Téhéran a ajourné les projets de fabrication d’armes nucléaires, a déclaré le ministre israélien de la défense Ehud Barak cité par le  Daily Telegraph. L’Iran a réorienté près d’un tiers de l’uranium enrichi à 20% vers l’électronucléaire.

Israël a abaissé le niveau de la menace nucléaire iranienne en reconnaissant indirectement que l’uranium enrichi à 20% était destiné aux réacteurs employés dans la médecine, comme l’affirme depuis longtemps Téhéran.

Selon Ehud Barak, l’Iran est contraint de faire marche arrière par crainte d’une opération armée israélo-américaine qui empêcherait Téhéran de fabriquer des armes nucléaires.

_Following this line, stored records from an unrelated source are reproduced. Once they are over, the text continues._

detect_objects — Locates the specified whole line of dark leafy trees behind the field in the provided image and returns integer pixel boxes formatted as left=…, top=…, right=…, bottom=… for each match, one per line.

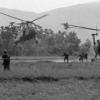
left=0, top=24, right=90, bottom=56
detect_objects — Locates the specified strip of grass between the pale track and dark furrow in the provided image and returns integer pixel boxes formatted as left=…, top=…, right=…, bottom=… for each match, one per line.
left=0, top=61, right=100, bottom=79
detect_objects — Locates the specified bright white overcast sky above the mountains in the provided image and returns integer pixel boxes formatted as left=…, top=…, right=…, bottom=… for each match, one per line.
left=0, top=0, right=99, bottom=13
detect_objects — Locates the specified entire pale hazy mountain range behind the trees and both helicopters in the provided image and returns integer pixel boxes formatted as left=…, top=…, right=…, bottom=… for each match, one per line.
left=0, top=2, right=100, bottom=41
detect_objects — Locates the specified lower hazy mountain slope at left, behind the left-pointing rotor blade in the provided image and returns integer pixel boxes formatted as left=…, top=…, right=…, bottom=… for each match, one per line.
left=0, top=8, right=38, bottom=26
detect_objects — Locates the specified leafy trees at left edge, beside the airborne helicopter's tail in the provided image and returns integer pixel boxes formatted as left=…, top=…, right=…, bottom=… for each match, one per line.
left=0, top=22, right=18, bottom=55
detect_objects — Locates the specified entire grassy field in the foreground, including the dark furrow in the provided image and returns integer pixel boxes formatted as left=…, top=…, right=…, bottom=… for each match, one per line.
left=0, top=61, right=100, bottom=100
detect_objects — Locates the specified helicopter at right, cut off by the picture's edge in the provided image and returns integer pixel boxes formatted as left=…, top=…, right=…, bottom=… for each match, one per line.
left=62, top=23, right=100, bottom=59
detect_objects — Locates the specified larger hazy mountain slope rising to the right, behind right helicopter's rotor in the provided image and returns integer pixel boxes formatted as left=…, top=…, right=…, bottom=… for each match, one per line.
left=38, top=2, right=100, bottom=41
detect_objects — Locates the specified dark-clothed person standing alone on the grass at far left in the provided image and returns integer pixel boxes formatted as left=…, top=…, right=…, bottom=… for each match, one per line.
left=2, top=50, right=10, bottom=71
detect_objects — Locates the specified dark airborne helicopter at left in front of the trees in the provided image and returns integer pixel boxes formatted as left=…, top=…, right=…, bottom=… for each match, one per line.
left=0, top=12, right=48, bottom=45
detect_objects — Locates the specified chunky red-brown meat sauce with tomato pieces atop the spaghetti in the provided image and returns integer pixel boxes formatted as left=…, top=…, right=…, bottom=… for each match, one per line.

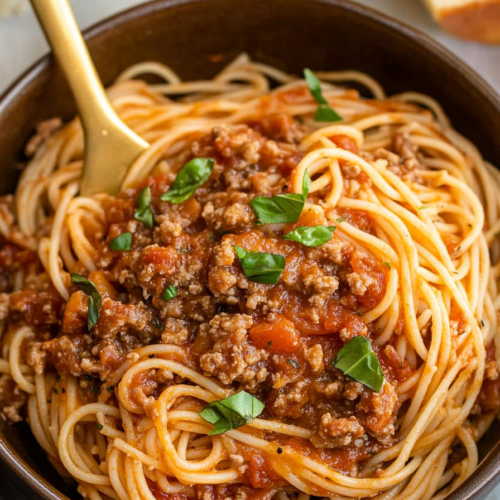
left=0, top=113, right=492, bottom=500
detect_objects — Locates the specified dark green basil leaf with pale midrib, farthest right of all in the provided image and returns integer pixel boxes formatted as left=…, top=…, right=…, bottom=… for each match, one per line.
left=332, top=336, right=384, bottom=392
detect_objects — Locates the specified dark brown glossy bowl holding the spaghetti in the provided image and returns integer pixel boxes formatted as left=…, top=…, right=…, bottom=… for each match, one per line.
left=0, top=0, right=500, bottom=500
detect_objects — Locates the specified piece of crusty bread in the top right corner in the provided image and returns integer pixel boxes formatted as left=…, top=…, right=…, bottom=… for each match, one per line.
left=425, top=0, right=500, bottom=44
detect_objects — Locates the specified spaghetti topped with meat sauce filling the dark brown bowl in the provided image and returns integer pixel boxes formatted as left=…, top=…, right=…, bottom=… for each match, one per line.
left=0, top=55, right=500, bottom=500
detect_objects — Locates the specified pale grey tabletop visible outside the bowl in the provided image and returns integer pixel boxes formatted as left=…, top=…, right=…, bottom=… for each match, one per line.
left=0, top=0, right=500, bottom=500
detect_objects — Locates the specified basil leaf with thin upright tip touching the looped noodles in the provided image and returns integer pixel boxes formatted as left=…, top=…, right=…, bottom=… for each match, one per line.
left=250, top=170, right=311, bottom=224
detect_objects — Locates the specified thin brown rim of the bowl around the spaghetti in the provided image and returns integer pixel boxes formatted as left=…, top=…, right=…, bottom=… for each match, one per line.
left=0, top=0, right=500, bottom=500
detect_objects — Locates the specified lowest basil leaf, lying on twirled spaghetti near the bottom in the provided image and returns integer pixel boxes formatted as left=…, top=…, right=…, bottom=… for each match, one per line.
left=200, top=391, right=264, bottom=436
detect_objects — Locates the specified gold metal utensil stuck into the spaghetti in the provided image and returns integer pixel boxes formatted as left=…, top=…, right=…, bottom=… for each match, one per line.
left=31, top=0, right=149, bottom=196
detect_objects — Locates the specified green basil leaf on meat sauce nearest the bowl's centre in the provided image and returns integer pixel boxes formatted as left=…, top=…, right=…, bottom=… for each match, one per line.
left=234, top=246, right=286, bottom=285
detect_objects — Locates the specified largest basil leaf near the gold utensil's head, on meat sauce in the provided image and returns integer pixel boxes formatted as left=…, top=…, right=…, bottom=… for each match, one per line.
left=160, top=158, right=215, bottom=204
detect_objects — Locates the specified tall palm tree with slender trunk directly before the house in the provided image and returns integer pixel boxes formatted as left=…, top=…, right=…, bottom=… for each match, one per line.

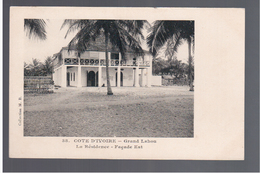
left=61, top=20, right=148, bottom=95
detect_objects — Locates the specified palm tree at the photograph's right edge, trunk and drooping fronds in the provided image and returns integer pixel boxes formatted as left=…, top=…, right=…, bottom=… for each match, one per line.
left=147, top=20, right=194, bottom=91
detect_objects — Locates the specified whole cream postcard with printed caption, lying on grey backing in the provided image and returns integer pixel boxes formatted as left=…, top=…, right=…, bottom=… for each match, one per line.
left=9, top=7, right=245, bottom=160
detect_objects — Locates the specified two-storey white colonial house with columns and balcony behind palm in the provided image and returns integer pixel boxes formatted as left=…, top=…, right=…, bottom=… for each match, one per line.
left=53, top=36, right=156, bottom=87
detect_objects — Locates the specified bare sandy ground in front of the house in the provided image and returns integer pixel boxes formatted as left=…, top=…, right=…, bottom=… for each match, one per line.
left=24, top=86, right=194, bottom=137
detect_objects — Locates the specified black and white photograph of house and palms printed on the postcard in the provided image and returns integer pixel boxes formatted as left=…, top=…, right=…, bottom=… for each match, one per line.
left=24, top=19, right=195, bottom=138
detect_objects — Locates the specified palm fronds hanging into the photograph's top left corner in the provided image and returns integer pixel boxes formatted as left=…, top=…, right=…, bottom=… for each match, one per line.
left=24, top=19, right=47, bottom=40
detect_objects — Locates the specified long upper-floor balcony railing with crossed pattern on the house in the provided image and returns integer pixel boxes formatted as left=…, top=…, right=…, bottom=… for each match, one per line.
left=64, top=58, right=150, bottom=67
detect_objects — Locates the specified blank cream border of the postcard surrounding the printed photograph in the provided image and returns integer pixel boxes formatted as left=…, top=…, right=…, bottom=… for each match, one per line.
left=9, top=7, right=245, bottom=160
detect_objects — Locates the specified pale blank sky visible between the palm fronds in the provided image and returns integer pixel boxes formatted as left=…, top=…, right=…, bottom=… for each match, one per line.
left=24, top=19, right=188, bottom=63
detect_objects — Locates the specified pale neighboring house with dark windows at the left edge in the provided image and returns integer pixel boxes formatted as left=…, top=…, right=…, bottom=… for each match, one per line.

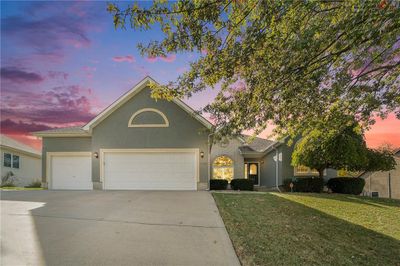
left=0, top=135, right=42, bottom=186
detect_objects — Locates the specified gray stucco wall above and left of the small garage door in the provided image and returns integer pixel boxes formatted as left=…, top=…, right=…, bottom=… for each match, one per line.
left=42, top=137, right=92, bottom=183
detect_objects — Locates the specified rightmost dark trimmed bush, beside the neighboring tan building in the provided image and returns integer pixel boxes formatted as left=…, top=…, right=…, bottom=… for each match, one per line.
left=328, top=177, right=365, bottom=195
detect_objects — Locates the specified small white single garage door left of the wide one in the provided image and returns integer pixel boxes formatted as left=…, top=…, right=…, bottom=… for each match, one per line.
left=50, top=154, right=93, bottom=190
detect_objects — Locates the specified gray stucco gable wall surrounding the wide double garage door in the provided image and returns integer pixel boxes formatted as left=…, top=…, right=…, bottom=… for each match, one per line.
left=92, top=88, right=208, bottom=186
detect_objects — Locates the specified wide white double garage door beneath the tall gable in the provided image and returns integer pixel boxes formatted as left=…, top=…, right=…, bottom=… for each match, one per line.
left=103, top=150, right=198, bottom=190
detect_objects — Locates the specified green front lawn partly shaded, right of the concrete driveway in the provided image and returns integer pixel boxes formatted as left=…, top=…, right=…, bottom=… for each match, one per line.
left=213, top=193, right=400, bottom=265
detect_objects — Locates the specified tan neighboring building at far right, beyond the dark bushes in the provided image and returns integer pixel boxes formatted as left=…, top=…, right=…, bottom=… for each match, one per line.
left=360, top=150, right=400, bottom=199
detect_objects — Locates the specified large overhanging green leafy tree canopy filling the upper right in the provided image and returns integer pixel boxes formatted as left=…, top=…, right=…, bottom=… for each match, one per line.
left=108, top=0, right=400, bottom=138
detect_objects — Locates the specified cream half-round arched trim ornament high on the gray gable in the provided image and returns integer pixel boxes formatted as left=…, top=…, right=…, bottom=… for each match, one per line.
left=128, top=108, right=169, bottom=127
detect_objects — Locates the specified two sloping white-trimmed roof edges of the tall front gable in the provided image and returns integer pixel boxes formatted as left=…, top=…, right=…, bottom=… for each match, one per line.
left=83, top=76, right=212, bottom=131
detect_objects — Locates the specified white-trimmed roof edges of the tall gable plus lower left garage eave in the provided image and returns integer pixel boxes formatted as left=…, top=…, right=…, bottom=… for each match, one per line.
left=33, top=76, right=213, bottom=137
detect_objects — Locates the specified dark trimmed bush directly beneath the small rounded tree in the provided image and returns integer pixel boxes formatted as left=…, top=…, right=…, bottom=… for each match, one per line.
left=283, top=176, right=324, bottom=193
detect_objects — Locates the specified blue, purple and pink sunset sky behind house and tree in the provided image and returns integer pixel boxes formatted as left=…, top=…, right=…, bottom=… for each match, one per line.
left=0, top=1, right=400, bottom=149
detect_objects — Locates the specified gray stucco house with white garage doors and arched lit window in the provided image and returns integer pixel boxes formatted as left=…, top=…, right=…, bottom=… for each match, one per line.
left=34, top=77, right=336, bottom=190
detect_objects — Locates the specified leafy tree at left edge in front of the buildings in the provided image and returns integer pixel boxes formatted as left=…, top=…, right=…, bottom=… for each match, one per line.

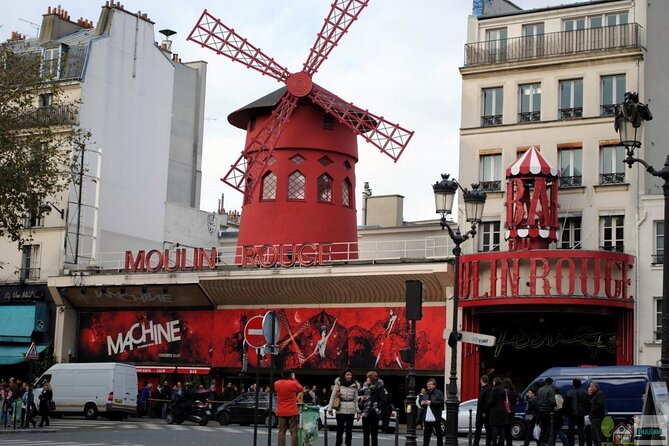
left=0, top=41, right=90, bottom=249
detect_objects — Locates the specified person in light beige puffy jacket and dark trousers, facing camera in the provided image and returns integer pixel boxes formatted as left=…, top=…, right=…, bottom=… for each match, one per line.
left=327, top=369, right=360, bottom=446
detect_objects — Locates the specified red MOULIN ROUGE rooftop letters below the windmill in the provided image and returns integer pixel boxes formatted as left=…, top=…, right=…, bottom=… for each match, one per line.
left=125, top=243, right=331, bottom=273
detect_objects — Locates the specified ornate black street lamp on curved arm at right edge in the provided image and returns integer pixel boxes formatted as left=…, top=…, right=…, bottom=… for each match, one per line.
left=614, top=93, right=669, bottom=385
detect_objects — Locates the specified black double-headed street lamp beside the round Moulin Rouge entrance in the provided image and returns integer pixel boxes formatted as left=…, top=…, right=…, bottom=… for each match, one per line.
left=432, top=174, right=486, bottom=446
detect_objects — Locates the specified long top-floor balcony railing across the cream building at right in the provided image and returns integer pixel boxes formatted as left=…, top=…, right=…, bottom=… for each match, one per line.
left=465, top=23, right=641, bottom=67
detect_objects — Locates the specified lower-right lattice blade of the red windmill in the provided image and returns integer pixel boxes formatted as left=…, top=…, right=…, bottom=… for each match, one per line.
left=310, top=88, right=414, bottom=161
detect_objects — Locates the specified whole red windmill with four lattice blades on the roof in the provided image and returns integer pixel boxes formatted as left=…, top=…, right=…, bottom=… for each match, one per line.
left=188, top=0, right=413, bottom=265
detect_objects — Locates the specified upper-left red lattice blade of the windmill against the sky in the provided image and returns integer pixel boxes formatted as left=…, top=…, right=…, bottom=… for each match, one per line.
left=188, top=9, right=288, bottom=82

Ehud Barak insiste sur les attaques préventives contre les installations nucléaires iraniennes. Le premier ministre israélien Benjamin Netanyahu partage cette position. Washington a laissé entendre sans ambages qu’il ne soutenait pas son allié proche-oriental sur ce point. Le président américain Barack Obama n’a même pas trouvé le temps de rencontrer Benjamin Netanyahu à la Maison blanche pendant la visite du premier ministre israélien à l’Assemblée générale de l’ONU. C’est ce qui a poussé Israël à réviser à la baisse le degré de la menace iranienne. Sergueï Demidenko, expert de l’Institut d’études stratégiques et d’analyse, livre ses impressions à La Voix de la Russie.

« Cette contradiction est, semble-t-il, à l’origine de la déclaration de Barak Obama. Les Etats-Unis n’entendent pas bombarder l’Iran. Chat échaudé craint l’eau froide. L’Iran n’est pas l’Irak. Il est clair qu’Israël n’emploiera pas la force contre l’Iran sans le soutien des Etats-Unis. Bombarder un réacteur nucléaire irakien à Osiris en 1991 avec une unité de chasseurs est une chose, et essayer de frapper une puissante infrastructure très bien protégée et résister à un coup de rétorsion en est une autre. Israël ne saurait sans doute réaliser à lui seul une opération aussi  compliquée et d’une telle envergure ».

Le chef de la diplomatie russe Sergueï Lavrov a réaffirmé ces derniers jours la position de Moscou concernant l’Iran. La Russie ne dispose pas de données confirmant la fabrication d’armes nucléaires par Téhéran. Il existe des questions relatives aux développements nucléaires réalisés auparavant qu’il faudrait élucider en coopération étroite avec l’AIEA.